Pero el tribunal de distrito concluyó que el artículo 922(g)(4) no lo es, tal como se aplica a alguien que ya no padece una enfermedad mental. Desestimó esos cargos de la acusación, lo que llevó a esta apelación por parte de Estados Unidos.
Otros tribunales de apelaciones han llegado a conclusiones divergentes sobre la validez del artículo 922(g)(4). Véase Tyler v. Hillsdale Sheriff’s Department (6th Cir. 2016) (en banc) (inválido excepto cuando se aplica a una persona actualmente peligrosa); Beers contra el Fiscal General (3d Cir. 2019) (válido), remitido con instrucciones para desestimarlo por considerarlo discutible, 590 US 940 (2020); Mai contra EE. UU. (9th Cir. 2020) (válido). Todas estas decisiones son anteriores [the Supreme Court’s decisions in Bruen, Rahimi, Hemani, and Wolford]. Entre Rahimi y Hemani, el Cuarto Circuito rechazó una impugnación facial del artículo 922(g)(4), reservándose la posibilidad de una impugnación tal como se aplica. Estados Unidos contra Gould (4to Cir. 2026). La cuestión está abierta en este circuito….

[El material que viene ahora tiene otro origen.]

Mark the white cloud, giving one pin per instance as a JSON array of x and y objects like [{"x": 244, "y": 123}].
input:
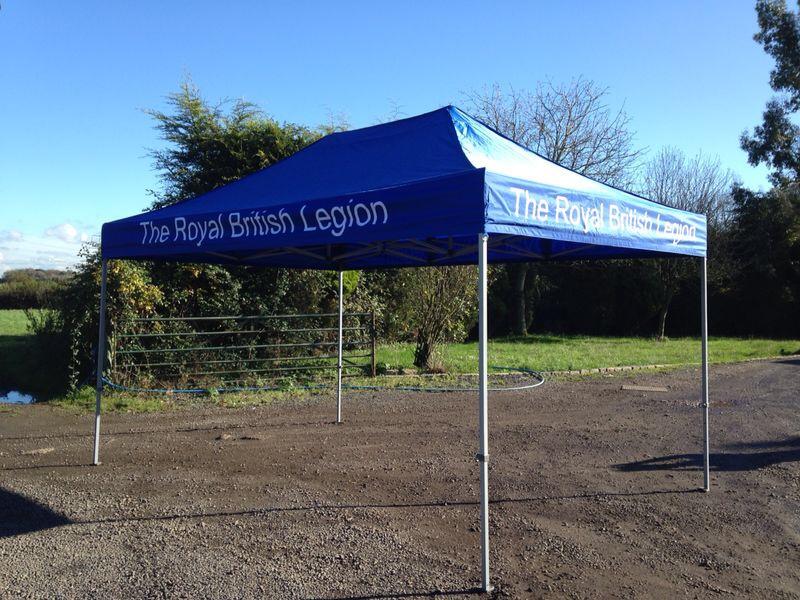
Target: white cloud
[
  {"x": 65, "y": 232},
  {"x": 11, "y": 235}
]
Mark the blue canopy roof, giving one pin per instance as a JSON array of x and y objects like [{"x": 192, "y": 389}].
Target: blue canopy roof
[{"x": 407, "y": 193}]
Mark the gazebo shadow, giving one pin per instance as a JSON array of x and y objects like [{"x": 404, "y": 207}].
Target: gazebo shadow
[
  {"x": 423, "y": 594},
  {"x": 764, "y": 454},
  {"x": 20, "y": 515}
]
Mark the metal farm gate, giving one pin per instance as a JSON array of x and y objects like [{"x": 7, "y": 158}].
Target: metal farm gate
[{"x": 238, "y": 351}]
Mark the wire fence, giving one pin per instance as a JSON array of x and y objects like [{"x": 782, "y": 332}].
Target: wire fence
[{"x": 239, "y": 350}]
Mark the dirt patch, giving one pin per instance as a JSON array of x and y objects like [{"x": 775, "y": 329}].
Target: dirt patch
[{"x": 594, "y": 494}]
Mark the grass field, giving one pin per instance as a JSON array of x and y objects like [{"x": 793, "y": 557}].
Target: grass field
[
  {"x": 21, "y": 369},
  {"x": 18, "y": 365},
  {"x": 13, "y": 323},
  {"x": 562, "y": 353}
]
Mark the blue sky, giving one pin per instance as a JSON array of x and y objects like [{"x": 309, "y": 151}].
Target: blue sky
[{"x": 76, "y": 76}]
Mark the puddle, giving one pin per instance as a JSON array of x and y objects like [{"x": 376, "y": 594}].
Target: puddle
[{"x": 15, "y": 397}]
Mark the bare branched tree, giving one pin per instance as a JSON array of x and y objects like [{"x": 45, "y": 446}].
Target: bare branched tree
[
  {"x": 570, "y": 124},
  {"x": 698, "y": 185}
]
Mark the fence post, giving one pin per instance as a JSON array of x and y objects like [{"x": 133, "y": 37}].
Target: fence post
[{"x": 374, "y": 335}]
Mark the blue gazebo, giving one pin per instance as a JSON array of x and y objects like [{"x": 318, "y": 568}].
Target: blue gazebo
[{"x": 440, "y": 188}]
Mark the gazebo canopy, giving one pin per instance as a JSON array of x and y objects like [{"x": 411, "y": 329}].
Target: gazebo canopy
[{"x": 408, "y": 193}]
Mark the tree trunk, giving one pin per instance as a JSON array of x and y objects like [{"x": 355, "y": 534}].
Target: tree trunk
[
  {"x": 662, "y": 321},
  {"x": 518, "y": 273},
  {"x": 662, "y": 317}
]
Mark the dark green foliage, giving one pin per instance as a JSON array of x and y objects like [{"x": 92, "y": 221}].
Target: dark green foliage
[
  {"x": 208, "y": 147},
  {"x": 775, "y": 141}
]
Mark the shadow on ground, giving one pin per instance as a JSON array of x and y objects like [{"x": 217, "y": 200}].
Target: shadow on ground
[
  {"x": 761, "y": 455},
  {"x": 429, "y": 594},
  {"x": 19, "y": 515}
]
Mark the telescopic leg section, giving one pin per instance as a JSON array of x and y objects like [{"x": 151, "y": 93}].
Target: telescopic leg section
[
  {"x": 483, "y": 413},
  {"x": 339, "y": 362},
  {"x": 704, "y": 374},
  {"x": 101, "y": 355}
]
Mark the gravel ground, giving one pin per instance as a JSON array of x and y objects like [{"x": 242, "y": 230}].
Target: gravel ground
[{"x": 594, "y": 494}]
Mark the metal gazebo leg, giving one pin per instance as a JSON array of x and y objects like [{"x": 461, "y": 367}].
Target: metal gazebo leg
[
  {"x": 483, "y": 412},
  {"x": 704, "y": 374},
  {"x": 339, "y": 363},
  {"x": 101, "y": 356}
]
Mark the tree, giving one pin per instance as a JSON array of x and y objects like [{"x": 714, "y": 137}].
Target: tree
[
  {"x": 765, "y": 239},
  {"x": 439, "y": 302},
  {"x": 208, "y": 146},
  {"x": 775, "y": 142},
  {"x": 697, "y": 185},
  {"x": 569, "y": 124}
]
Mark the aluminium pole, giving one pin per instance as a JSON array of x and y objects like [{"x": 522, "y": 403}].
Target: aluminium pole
[
  {"x": 339, "y": 362},
  {"x": 704, "y": 373},
  {"x": 483, "y": 412},
  {"x": 101, "y": 356}
]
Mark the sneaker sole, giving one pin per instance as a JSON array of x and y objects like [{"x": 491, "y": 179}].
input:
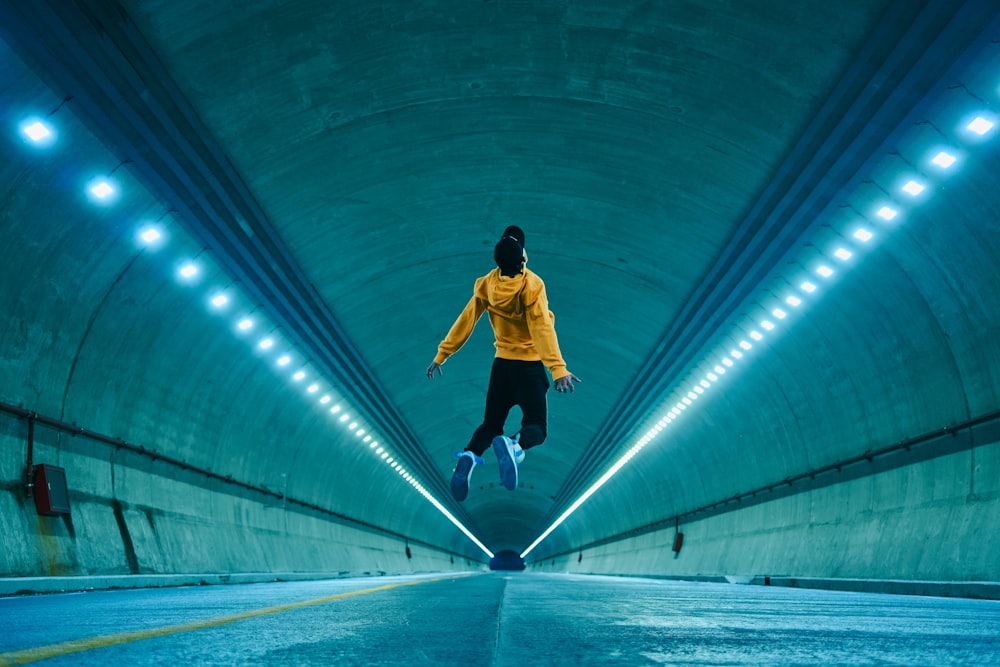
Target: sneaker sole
[
  {"x": 460, "y": 480},
  {"x": 505, "y": 459}
]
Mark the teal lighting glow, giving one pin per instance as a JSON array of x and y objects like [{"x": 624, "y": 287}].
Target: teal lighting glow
[
  {"x": 102, "y": 190},
  {"x": 37, "y": 131}
]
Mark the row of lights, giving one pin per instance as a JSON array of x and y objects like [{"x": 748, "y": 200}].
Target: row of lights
[
  {"x": 104, "y": 191},
  {"x": 793, "y": 298}
]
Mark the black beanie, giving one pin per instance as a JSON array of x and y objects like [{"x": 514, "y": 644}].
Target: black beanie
[
  {"x": 508, "y": 255},
  {"x": 516, "y": 232}
]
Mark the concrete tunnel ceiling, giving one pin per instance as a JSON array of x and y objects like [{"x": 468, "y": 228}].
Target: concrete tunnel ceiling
[{"x": 680, "y": 168}]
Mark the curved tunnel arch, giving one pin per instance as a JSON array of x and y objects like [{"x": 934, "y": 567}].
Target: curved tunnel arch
[{"x": 388, "y": 183}]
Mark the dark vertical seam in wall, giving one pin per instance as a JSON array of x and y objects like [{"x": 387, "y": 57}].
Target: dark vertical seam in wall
[
  {"x": 86, "y": 334},
  {"x": 130, "y": 557}
]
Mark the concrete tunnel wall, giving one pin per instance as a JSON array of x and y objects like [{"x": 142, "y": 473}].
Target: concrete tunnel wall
[
  {"x": 99, "y": 334},
  {"x": 905, "y": 349}
]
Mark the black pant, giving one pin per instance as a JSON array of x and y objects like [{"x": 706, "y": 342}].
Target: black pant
[{"x": 520, "y": 383}]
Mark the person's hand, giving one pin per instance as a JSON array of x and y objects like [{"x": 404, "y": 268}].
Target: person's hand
[{"x": 565, "y": 384}]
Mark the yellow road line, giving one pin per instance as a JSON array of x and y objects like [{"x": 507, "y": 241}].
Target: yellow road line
[{"x": 77, "y": 645}]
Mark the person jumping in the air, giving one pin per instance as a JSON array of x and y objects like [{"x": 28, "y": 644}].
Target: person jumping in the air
[{"x": 526, "y": 343}]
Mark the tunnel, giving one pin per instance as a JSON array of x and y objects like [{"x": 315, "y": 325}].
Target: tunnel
[{"x": 236, "y": 234}]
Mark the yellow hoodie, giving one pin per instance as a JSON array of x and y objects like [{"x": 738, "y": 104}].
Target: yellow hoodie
[{"x": 519, "y": 313}]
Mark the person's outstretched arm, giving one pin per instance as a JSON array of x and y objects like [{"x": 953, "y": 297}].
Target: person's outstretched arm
[{"x": 458, "y": 334}]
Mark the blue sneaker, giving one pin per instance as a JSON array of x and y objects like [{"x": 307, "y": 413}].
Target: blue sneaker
[
  {"x": 462, "y": 475},
  {"x": 503, "y": 447}
]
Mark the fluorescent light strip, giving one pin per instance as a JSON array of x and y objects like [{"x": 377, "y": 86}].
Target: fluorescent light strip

infierno [and later cases] afirmó rotundamente que “las prohibiciones de larga data sobre la posesión de armas de fuego por parte de delincuentes y enfermos mentales” son presuntamente válidas… Pero… los comentarios de los jueces se refieren a personas que padecen enfermedades mentales, no a personas que solían padecer enfermedades mentales. Sin embargo, el artículo 922(g)(4) se aplica a cualquier persona que alguna vez haya estado internada en una institución mental. Algunas personas son internadas pero liberadas después de recuperarse; otros se cometen por error y se liberan una vez que se descubre el error. Ningún grupo de personas padece una enfermedad mental en la actualidad, pero el artículo 922(g)(4) se aplica a ambas categorías.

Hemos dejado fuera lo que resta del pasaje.